In both Barney and Flemming, the defendants had been convicted of possession with intent to distribute crack cocaine. Both defendants had been sentenced as career offenders, but both of them had received downward departures pursuant to U.S.S.G. § 4A1.3 (overstatement of criminal history). The § 4A1.3 departures reduced the defendants' sentences to the ranges which had been calculated before the career offender enhancements had been applied. Both defendants sought further sentence reductions under 18 U.S.C. § 3582(c)(2), arguing that Amendment 706 to the guidelines would have reduced their base offense levels.
However, in Flemming, the defendant had been sentenced under the 2001 version of the guidelines.
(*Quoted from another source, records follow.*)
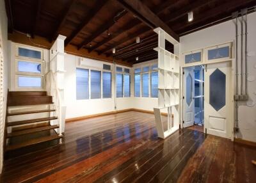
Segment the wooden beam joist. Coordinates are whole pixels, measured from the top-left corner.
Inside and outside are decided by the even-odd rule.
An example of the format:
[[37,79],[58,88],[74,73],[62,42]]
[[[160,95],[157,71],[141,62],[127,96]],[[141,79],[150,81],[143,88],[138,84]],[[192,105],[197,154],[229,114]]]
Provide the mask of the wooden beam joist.
[[148,25],[150,28],[160,27],[177,41],[179,42],[179,35],[140,0],[116,1],[124,8],[137,16],[138,19]]
[[13,31],[13,17],[11,6],[11,0],[4,0],[5,9],[8,17],[8,32],[12,33]]
[[60,32],[60,29],[63,26],[68,14],[71,12],[77,1],[77,0],[70,1],[67,4],[66,7],[64,8],[63,13],[61,13],[61,19],[58,21],[58,24],[57,24],[55,31],[53,32],[52,35],[50,38],[51,42],[52,42],[53,40],[55,40],[55,38],[58,36],[58,34]]
[[36,1],[36,8],[35,9],[35,16],[34,17],[33,22],[32,22],[31,29],[30,31],[30,33],[31,35],[32,38],[34,38],[34,37],[35,37],[35,31],[36,28],[36,24],[40,20],[42,3],[42,0]]
[[90,44],[92,41],[93,41],[97,36],[100,36],[104,32],[107,31],[110,27],[113,26],[120,19],[124,17],[127,11],[124,10],[121,12],[118,12],[117,15],[115,15],[111,20],[112,21],[108,21],[108,23],[106,24],[103,24],[100,26],[98,30],[95,31],[89,38],[85,39],[79,46],[78,50],[81,49],[84,45],[86,45]]
[[77,28],[73,31],[70,36],[68,36],[65,42],[65,45],[68,45],[74,38],[76,38],[83,30],[85,28],[87,24],[90,20],[97,15],[98,12],[102,8],[102,6],[108,2],[108,1],[99,0],[97,1],[95,6],[88,13],[88,15],[84,18],[83,22],[77,27]]

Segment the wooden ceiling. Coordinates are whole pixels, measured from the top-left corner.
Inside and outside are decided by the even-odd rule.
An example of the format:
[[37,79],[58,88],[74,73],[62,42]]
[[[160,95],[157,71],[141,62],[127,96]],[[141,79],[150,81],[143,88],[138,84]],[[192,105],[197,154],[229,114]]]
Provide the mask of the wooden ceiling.
[[[9,33],[29,33],[32,38],[40,36],[49,42],[61,34],[67,36],[66,47],[71,45],[78,51],[86,49],[89,54],[96,52],[129,65],[157,57],[152,50],[157,42],[154,28],[160,26],[179,40],[180,35],[256,5],[255,0],[5,0],[5,3]],[[189,22],[187,13],[190,11],[194,20]],[[136,43],[136,36],[140,38],[139,44]],[[114,47],[115,54],[112,52]],[[172,45],[167,44],[166,47],[172,51]]]

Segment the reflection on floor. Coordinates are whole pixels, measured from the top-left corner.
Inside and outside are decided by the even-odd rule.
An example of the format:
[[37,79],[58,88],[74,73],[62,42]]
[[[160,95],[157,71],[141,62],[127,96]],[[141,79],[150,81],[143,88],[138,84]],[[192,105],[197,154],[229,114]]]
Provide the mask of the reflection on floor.
[[189,128],[161,139],[154,120],[129,111],[67,123],[65,143],[6,161],[0,182],[255,182],[256,149]]

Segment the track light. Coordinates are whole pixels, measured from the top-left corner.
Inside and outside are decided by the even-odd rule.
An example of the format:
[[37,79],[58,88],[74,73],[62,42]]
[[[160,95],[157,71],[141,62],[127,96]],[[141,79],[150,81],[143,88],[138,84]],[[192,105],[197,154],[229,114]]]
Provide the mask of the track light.
[[193,12],[190,12],[188,13],[188,21],[191,22],[193,19]]

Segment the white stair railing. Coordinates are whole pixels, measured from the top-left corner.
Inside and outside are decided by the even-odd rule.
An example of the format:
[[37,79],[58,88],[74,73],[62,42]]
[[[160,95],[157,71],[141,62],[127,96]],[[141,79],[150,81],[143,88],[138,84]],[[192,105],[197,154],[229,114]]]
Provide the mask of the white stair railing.
[[[54,74],[52,71],[45,74],[45,89],[47,95],[52,97],[52,100],[56,107],[59,126],[59,136],[62,135],[62,113],[61,113],[61,98],[58,88]],[[60,140],[60,143],[61,141]]]

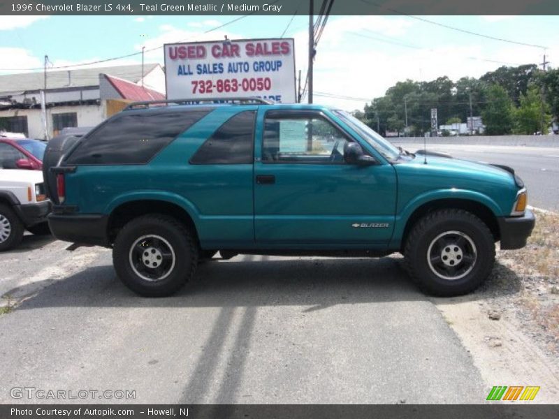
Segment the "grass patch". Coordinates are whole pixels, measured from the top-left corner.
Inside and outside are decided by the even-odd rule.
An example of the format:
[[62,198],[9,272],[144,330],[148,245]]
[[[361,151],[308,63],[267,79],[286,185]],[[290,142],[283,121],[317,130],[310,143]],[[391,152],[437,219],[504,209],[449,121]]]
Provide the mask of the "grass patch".
[[526,247],[500,251],[499,259],[521,278],[518,302],[559,349],[559,214],[536,212]]
[[8,314],[8,313],[11,313],[13,311],[13,307],[12,306],[4,306],[3,307],[0,307],[0,316],[2,314]]
[[559,214],[537,213],[536,216],[536,226],[526,247],[500,253],[514,260],[520,273],[538,275],[553,282],[559,277]]

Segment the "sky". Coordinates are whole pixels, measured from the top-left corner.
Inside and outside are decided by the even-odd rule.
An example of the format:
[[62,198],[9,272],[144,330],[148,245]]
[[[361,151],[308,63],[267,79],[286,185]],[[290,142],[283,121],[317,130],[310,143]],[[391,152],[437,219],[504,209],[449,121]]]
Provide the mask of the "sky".
[[[307,72],[308,16],[0,16],[0,74],[122,56],[166,43],[249,38],[295,38],[296,71]],[[557,16],[425,16],[519,45],[453,31],[409,16],[331,16],[314,61],[314,103],[363,109],[398,81],[479,77],[503,65],[559,66]],[[290,23],[291,21],[291,23]],[[163,64],[163,49],[146,63]],[[498,61],[498,62],[495,62]],[[97,66],[140,64],[141,56]],[[27,71],[26,71],[27,70]]]

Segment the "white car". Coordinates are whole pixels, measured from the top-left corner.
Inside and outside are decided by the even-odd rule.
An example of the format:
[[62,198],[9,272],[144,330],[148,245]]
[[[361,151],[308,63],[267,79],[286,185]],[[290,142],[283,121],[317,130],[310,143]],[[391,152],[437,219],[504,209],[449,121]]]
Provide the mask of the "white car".
[[25,229],[50,233],[50,207],[41,171],[0,169],[0,251],[19,244]]

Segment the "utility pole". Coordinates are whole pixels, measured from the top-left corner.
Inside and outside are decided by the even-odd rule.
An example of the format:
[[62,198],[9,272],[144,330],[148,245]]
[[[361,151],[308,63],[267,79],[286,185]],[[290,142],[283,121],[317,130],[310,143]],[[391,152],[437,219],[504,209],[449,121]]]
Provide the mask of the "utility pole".
[[[544,73],[546,72],[546,66],[549,64],[549,61],[546,61],[546,54],[544,54],[544,61],[540,64],[542,66],[542,68],[544,71]],[[540,92],[540,99],[539,99],[540,107],[539,108],[540,108],[540,115],[541,115],[540,116],[540,121],[539,121],[539,126],[540,126],[539,132],[542,133],[542,135],[544,135],[544,128],[545,128],[544,126],[544,102],[545,101],[545,91],[544,89],[544,84],[542,84],[542,89],[540,89],[539,92]]]
[[144,87],[144,50],[145,45],[142,47],[142,87]]
[[309,103],[312,103],[312,63],[314,59],[314,4],[309,0]]
[[470,135],[474,134],[474,114],[472,111],[472,89],[468,88],[468,93],[470,94]]
[[45,65],[43,67],[44,83],[43,94],[41,98],[41,108],[43,113],[43,128],[45,130],[45,140],[50,140],[48,133],[48,118],[47,117],[47,64],[50,62],[48,55],[45,55]]
[[297,103],[301,103],[301,71],[299,70],[298,87],[297,88]]

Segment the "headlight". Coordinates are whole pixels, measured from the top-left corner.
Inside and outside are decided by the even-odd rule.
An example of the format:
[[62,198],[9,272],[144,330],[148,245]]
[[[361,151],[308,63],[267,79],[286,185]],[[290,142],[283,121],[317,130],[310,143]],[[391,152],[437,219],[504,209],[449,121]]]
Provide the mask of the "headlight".
[[514,175],[514,182],[519,188],[524,187],[524,181],[523,181],[518,175]]
[[526,189],[523,188],[516,193],[516,200],[514,201],[511,215],[523,215],[528,203],[528,194],[526,192]]

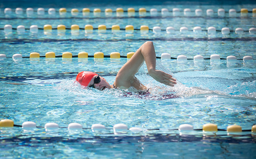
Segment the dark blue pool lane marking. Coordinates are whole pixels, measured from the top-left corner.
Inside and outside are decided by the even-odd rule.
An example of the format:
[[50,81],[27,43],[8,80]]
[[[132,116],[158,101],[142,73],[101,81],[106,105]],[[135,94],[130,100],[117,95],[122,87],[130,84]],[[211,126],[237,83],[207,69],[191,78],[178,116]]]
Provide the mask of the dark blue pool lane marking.
[[[175,134],[172,136],[170,135]],[[88,136],[89,135],[87,136]],[[60,142],[65,143],[77,143],[80,144],[86,143],[88,141],[94,141],[97,143],[121,144],[126,142],[135,143],[139,142],[202,142],[218,143],[256,143],[256,137],[254,135],[248,134],[244,135],[233,135],[234,137],[241,137],[242,138],[233,138],[223,137],[223,135],[209,135],[203,136],[178,134],[150,134],[150,136],[113,136],[100,137],[89,136],[87,137],[28,137],[25,138],[26,135],[17,136],[12,137],[2,136],[0,139],[0,145],[6,145],[7,144],[15,144],[18,146],[32,146],[36,143],[57,143]],[[26,144],[17,144],[15,143],[26,143]]]
[[236,38],[224,38],[223,37],[202,38],[195,38],[193,37],[184,37],[181,38],[156,38],[149,39],[136,38],[136,39],[109,39],[107,40],[98,40],[92,39],[0,39],[0,43],[9,43],[11,44],[20,44],[26,43],[35,43],[40,42],[82,42],[82,41],[152,41],[154,40],[159,41],[256,41],[256,37],[248,37]]
[[[100,75],[104,76],[115,76],[117,74],[111,74],[107,72],[102,73],[96,72],[95,72],[99,74]],[[26,81],[33,80],[34,79],[46,80],[48,80],[71,79],[72,78],[75,78],[78,73],[78,72],[73,72],[62,73],[53,74],[51,74],[42,73],[42,75],[24,75],[22,76],[2,76],[0,77],[0,81],[10,81],[14,82],[21,82],[26,83]],[[38,73],[37,73],[37,74],[39,74]],[[28,78],[28,79],[27,79]],[[57,82],[54,83],[57,83],[60,82]],[[45,83],[43,83],[45,84]]]

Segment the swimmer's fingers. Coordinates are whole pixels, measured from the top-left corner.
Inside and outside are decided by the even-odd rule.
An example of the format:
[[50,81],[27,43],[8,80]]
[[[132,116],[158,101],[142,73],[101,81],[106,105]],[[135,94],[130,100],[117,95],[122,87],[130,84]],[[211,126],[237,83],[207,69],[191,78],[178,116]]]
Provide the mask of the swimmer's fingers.
[[176,80],[172,78],[170,75],[165,73],[160,70],[151,70],[149,71],[150,75],[157,81],[164,84],[165,85],[174,86],[174,84],[176,84]]

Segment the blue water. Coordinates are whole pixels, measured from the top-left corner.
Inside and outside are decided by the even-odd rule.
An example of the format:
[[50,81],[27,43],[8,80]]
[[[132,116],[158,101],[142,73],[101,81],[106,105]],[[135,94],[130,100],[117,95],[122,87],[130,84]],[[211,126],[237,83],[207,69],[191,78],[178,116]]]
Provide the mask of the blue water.
[[[26,1],[26,2],[25,2]],[[163,30],[159,34],[152,31],[145,35],[139,30],[132,34],[121,30],[112,33],[111,30],[98,34],[96,30],[92,34],[86,34],[80,29],[79,34],[71,34],[67,30],[64,34],[58,35],[53,30],[51,35],[44,35],[43,31],[31,34],[26,30],[18,33],[13,29],[12,34],[6,34],[0,30],[0,54],[7,58],[0,59],[0,119],[12,120],[14,124],[21,125],[23,122],[35,122],[37,128],[29,130],[20,127],[0,128],[0,158],[254,158],[256,157],[255,134],[244,131],[228,135],[225,131],[216,134],[203,132],[201,130],[180,132],[181,124],[193,125],[194,129],[202,129],[204,124],[216,124],[219,129],[236,124],[243,130],[250,130],[256,124],[256,61],[244,61],[245,55],[256,58],[255,34],[249,34],[249,28],[255,27],[256,18],[251,12],[242,18],[237,13],[229,17],[226,13],[224,17],[218,16],[219,8],[226,11],[234,8],[237,11],[245,7],[249,11],[255,7],[255,2],[249,1],[213,2],[199,1],[130,1],[116,2],[105,1],[97,3],[86,3],[83,1],[65,1],[28,3],[26,1],[9,1],[0,3],[0,28],[10,24],[14,28],[20,25],[26,28],[32,25],[42,28],[46,24],[56,28],[60,24],[70,28],[73,24],[83,28],[87,24],[96,28],[98,25],[106,25],[111,28],[118,24],[121,28],[133,25],[139,29],[142,25],[152,29],[160,26]],[[100,1],[101,2],[101,1]],[[111,18],[106,17],[103,12],[101,17],[95,17],[90,13],[84,18],[81,13],[76,18],[67,12],[61,17],[59,8],[65,7],[68,11],[77,7],[80,11],[85,7],[99,7],[102,12],[106,8],[113,11],[122,7],[125,10],[133,7],[136,10],[145,7],[147,10],[156,8],[189,8],[191,12],[200,8],[203,15],[194,15],[186,17],[181,15],[162,17],[151,17],[149,12],[145,17],[140,17],[137,12],[134,18],[124,13],[122,18],[113,13]],[[4,8],[10,7],[13,13],[6,16]],[[15,8],[21,7],[23,13],[18,16]],[[44,7],[46,10],[54,7],[57,11],[51,17],[46,12],[42,17],[34,13],[27,17],[25,8],[32,7],[35,10]],[[211,8],[215,12],[209,17],[205,12]],[[169,26],[175,27],[173,34],[163,30]],[[200,26],[201,34],[194,33],[193,27]],[[231,31],[223,35],[217,31],[210,35],[205,31],[210,26],[218,30],[228,27],[231,31],[242,27],[244,32],[237,34]],[[181,34],[179,28],[188,27],[190,31]],[[125,58],[113,60],[105,58],[102,60],[89,58],[82,60],[77,58],[63,60],[56,58],[49,60],[44,57],[30,60],[29,58],[13,60],[15,53],[29,56],[32,52],[43,56],[49,51],[56,55],[69,51],[77,55],[81,51],[93,55],[101,51],[105,55],[117,51],[126,56],[135,51],[147,41],[154,43],[156,55],[163,53],[170,54],[172,57],[184,55],[188,59],[200,55],[205,58],[217,54],[225,59],[229,55],[235,56],[234,61],[226,60],[213,61],[205,59],[194,61],[192,60],[178,61],[176,59],[157,59],[157,69],[171,73],[178,84],[170,87],[159,83],[148,75],[144,64],[136,74],[142,83],[150,88],[150,94],[140,95],[130,89],[122,90],[105,89],[101,91],[92,89],[84,89],[75,82],[78,72],[93,71],[103,76],[110,83],[115,81],[119,69],[127,61]],[[129,93],[127,93],[129,92]],[[175,98],[165,98],[173,94]],[[47,123],[57,123],[60,128],[46,130],[43,127]],[[72,123],[81,124],[81,130],[70,130],[66,128]],[[141,128],[140,132],[130,131],[115,132],[113,126],[122,123],[128,128]],[[94,124],[105,126],[107,129],[92,132]]]

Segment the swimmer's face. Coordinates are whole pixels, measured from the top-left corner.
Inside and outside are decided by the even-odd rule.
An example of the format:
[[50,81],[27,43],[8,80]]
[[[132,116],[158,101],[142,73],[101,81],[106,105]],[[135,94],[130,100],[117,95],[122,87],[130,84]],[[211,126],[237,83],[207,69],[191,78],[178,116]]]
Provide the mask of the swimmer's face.
[[100,90],[103,90],[106,88],[110,89],[111,88],[110,85],[105,79],[100,76],[101,78],[101,81],[99,83],[95,83],[94,80],[97,76],[95,75],[91,79],[91,80],[88,84],[88,87],[90,87],[94,84],[94,88]]

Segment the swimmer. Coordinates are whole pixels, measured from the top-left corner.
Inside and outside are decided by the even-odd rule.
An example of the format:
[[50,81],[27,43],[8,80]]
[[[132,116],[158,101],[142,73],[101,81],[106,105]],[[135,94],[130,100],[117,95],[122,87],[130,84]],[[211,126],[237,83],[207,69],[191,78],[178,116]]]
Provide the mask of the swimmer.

The Flemming court determined that, prior to a 2003 amendment, the guidelines addressing the defendant's eligibility for an additional sentence reduction under 18 U.S.C. § 3582(c)(2) were ambiguous. Specifically, the Court concluded that the 2001 version of the guidelines failed to adequately define the term "applicable guideline range" as used in 18 U.S.C.
§ 3582(c)(2). The Court noted that the 2003 amendment clarified the definition of "departure" in the commentary to U.S.S.G. § 1B1.1 to indicate that a departure under § 4A1.3 was a departure from the applicable guideline range, not a departure to that range. However, this amendment was enacted after the defendant already had been sentenced. Therefore, the Court in Flemming specifically declined to address the issue of whether the defendant's "applicable guideline range" under 18 U.S.C. § 3582(c)(2) was calculated under the career offender guidelines or guidelines for crack cocaine. Nonetheless, the Court relied upon the rule of lenity to grant the defendant's request for the additional reduction.
In Barney, the Third Circuit took the opportunity to address this outstanding issue. Citing the 2003 amendment, the Court concluded that the previous ambiguity regarding the definition of "departure" had been resolved. Consequently, the § 4A1.3 departure was a departure from the applicable guideline range, not to the applicable guideline range. Therefore, as the "applicable guideline range" was based upon the career offender guidelines and not the crack cocaine guidelines, Amendment 706 did not apply to provide a further reduction under 18 U.S.C. § 3582(c)(2).
Note that, although the Court has not directly addressed application of 18 U.S.C. § 3582(c)(2) to career offenders under the recent amendment to § 1B1.10 (Amendment 759, effective November 1, 2011), it suggested in a footnote that its conclusion is consistent with the new language in this amendment.